After an introduction that talks about misconceptions and presumptions both traditional and “revisionist” communities have of each other and the need, and difficulties, of moving beyond politics and rhetoric to relationship, he has two more chapters that lay groundwork for what is to follow. One is to identify who he is speaking to: militants, millenials, those in the Mainstream, Revisionists, friends and family. In reality, I suspect it is mostly other “traditionalists” who will read the book. The other is to identify his “rules of engagement”: speak clearly, appropriately, empathically (1-3), concede what’s true, consider what’s possible, watch the apologies, recognize and point out diversions. On apologies, he would say we should own our own sins against LGBT persons but not apologize in vague terms for the whole church.
Then he takes up a series of issues that often arise in arguments against the traditionalist position:
- Are people born gay?
- Sexual orientation cannot be changed.
- Same sex marriage and the Bible.
- Homophobia, Hate, Hypocrisy, and Harm
- Can someone be gay and Christian?
- What was Sodom’s sin?
- Homosexuality and Leviticus
- Jesus and Homosexuality
- Paul and Romans
- Paul and arsenokoites
I cannot summarize the arguments of each chapter in ways to do them justice. He would contend that whether people are “born gay” or not is immaterial to the validity of the traditional teaching. Not all our inborn tendencies should be indulged. Perhaps more controversial yet is his argument that some forms of change therapies, voluntarily pursued by the person and not under pressure, should be permitted. Perhaps most telling is his rhetoric against homophobic and “hate” labels. He believes that to think a behavior is wrong does not necessarily imply fear or hate if no signs of fearful or hating behavior accompany these beliefs.
The last five topics turn to the biblical arguments, stating both traditional and “revisionist” arguments with good citations of their works. Dallas provides a relatively concise summary of the discussion, albeit one that favors his view strongly, as one would expect.
My sense is that Dallas’ book is a recognition that, given the shift in cultural opinions, and the wide acceptance of LGBT sexuality in society, anyone who still holds a traditional view and who affirms this personally or publicly needs to be able to clearly and compassionately give reasons for those views, if given the opportunity. Negative prescriptions of “what not to do and who not to do it with” just don’t cut it.
At the same time, I just don’t think the argument format of a book like this cuts it with millenials, even if they would agree theologically with Dallas. The tone, albeit a compassionate one, feels very much like the conversation those of the boomer generation have had (mostly within traditionalist circles) for thirty years around these issues. It seems to me that there is a relational dimension for millenials who have grown up around “out” LGBT persons, and a differing understanding about sexuality more broadly to which this feels a bit tone deaf.
The question in the end, of course, is who is right in these matters?

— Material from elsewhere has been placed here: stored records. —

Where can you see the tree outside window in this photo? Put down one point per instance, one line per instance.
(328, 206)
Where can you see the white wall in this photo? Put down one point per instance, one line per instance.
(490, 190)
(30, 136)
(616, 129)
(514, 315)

If the traditionalist position is right, as Dallas argues, it cannot be minimized as a “non-essential” because in the end this leads to the adoption of revisionist theology, which he sees happening not only in mainline but also in evangelical communities. To shift to a “revisionist” or “affirming” understanding may just seem to be conforming to the wider culture and an expression of compassion, but it also means a break with twenty centuries of orthodoxy, as well as the convictions of much of the church in the majority world. That is no small thing, and calls not merely for sentiment, but good arguments where people listen to scripture, each other, and the Spirit of truth. Whether you agree with Dallas or not, given his personal narrative, and experience working with these issues, his arguments are important to heed as part of this larger conversation.
Disclosure of Material Connection: I received this book free from the publisher. I was not required to write a positive review. The opinions I have expressed are my own.